E poi una luce verde mi invase. Mentre io mi guardavo intorno, preoccupato, Loki ghignò. All’improvviso mi ritrovai a circa mezzo metro da terra, sostenuto solo dalla magia.
«Guarda Narvi, Aren vola!» Disse Vali, sollevando leggermente la testa per osservarmi meglio e indicandomi.
Io incrociai le braccia e le gambe, come se fossi stato seduto su una sedia.
«Seriamente, Burlone? Era da tanto che non lo facevi.»
«Fare cosa? Non ti vedo.» Si finse confuso, mentre mi dava le spalle.
«Papà, possiamo volare anche noi?» Chiese Narvi, mentre dava dei colpetti sulla schiena del dio.
«Non so se ci riesco, ho poca magia. Proviamo!»
Il barista, da dietro al bancone, ci osservava, divertito.
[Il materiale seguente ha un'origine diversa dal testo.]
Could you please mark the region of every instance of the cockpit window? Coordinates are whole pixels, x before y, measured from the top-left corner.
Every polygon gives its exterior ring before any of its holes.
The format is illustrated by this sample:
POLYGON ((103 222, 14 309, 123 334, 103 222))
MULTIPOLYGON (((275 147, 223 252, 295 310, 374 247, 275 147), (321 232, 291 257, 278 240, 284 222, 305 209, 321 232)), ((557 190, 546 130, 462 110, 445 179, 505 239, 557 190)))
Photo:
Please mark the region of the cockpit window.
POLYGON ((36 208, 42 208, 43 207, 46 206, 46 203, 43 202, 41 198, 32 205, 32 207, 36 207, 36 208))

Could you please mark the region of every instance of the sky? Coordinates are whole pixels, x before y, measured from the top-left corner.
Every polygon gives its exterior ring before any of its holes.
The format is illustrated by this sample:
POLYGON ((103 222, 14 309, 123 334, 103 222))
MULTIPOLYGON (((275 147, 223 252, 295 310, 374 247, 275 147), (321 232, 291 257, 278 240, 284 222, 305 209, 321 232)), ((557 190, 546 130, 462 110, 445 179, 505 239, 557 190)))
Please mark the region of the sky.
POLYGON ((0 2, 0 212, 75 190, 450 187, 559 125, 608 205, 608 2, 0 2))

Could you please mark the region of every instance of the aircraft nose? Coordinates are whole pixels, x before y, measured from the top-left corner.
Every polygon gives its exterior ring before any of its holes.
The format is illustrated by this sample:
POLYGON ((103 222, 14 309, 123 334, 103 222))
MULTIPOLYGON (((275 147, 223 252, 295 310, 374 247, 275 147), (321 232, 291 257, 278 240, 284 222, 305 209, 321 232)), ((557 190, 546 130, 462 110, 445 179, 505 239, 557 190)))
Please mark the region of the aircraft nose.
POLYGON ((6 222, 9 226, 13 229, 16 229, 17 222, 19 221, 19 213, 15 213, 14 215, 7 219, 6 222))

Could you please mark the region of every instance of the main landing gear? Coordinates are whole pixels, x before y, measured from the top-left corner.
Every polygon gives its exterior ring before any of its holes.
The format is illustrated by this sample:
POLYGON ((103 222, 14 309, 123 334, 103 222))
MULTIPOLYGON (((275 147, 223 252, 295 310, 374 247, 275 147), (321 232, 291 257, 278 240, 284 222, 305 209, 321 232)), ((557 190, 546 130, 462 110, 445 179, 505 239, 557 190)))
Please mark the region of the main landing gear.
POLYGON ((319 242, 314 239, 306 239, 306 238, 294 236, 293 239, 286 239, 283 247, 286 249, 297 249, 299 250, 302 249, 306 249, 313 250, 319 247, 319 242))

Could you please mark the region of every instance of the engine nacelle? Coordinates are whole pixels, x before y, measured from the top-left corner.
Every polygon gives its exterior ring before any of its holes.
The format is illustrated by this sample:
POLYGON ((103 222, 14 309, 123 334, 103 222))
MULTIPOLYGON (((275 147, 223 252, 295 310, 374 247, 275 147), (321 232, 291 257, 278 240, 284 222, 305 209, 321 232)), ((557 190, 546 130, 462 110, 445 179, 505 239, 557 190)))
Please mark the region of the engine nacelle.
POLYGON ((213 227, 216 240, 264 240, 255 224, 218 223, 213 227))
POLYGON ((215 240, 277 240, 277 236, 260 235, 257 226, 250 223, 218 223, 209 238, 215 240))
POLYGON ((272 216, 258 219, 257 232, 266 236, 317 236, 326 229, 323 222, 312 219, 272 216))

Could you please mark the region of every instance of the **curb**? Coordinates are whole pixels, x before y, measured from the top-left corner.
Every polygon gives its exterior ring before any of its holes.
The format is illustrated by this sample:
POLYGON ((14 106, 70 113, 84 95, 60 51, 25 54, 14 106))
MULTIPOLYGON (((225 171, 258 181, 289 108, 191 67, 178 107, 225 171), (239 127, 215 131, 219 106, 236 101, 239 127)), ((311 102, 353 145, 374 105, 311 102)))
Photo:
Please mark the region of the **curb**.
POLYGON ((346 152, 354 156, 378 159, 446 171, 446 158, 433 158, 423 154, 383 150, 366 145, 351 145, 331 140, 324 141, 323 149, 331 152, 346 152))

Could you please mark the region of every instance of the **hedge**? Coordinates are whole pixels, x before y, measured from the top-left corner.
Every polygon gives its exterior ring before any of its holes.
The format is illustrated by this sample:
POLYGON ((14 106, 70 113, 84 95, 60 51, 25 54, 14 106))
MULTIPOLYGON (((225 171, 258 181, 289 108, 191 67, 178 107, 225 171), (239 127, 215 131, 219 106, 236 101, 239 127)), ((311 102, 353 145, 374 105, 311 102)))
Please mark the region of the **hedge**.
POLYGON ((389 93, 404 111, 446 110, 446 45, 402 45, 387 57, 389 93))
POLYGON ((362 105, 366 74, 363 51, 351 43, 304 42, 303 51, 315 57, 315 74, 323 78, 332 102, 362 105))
Loki fece scendere i gemelli, che attendevano, sorridendo.
«Pronti?»
«Si!» Risposero, in coro.
E la luce verde avvolse anche loro. Urlavano e ridevano, meravigliati.
«Beh, non sono poi così male.» Disse il dio, mentre cercava di nascondere la fatica provocata dall’aver usato troppa magia.
«Non lo sei. Adesso l’hai capito?» Gli chiesi, sorridendo.
«Forse si.» E ricambiò il sorriso.
«Voliamo come Peter Pan!» Gridò Vali.
«E Aren è Capitan Uncino!» Aggiunse Narvi, dirigendosi verso di me e fingendo di brandire una spada.
Entrambi si muovevano come se volare fosse la cosa più naturale del mondo e si scagliarono su di me per una battaglia di solletico.
«Mi dispiace, qui perdete in partenza.» Infatti era come se non mi stessero toccando affatto, ma facevo finta di combattere anch’io, per stare al gioco.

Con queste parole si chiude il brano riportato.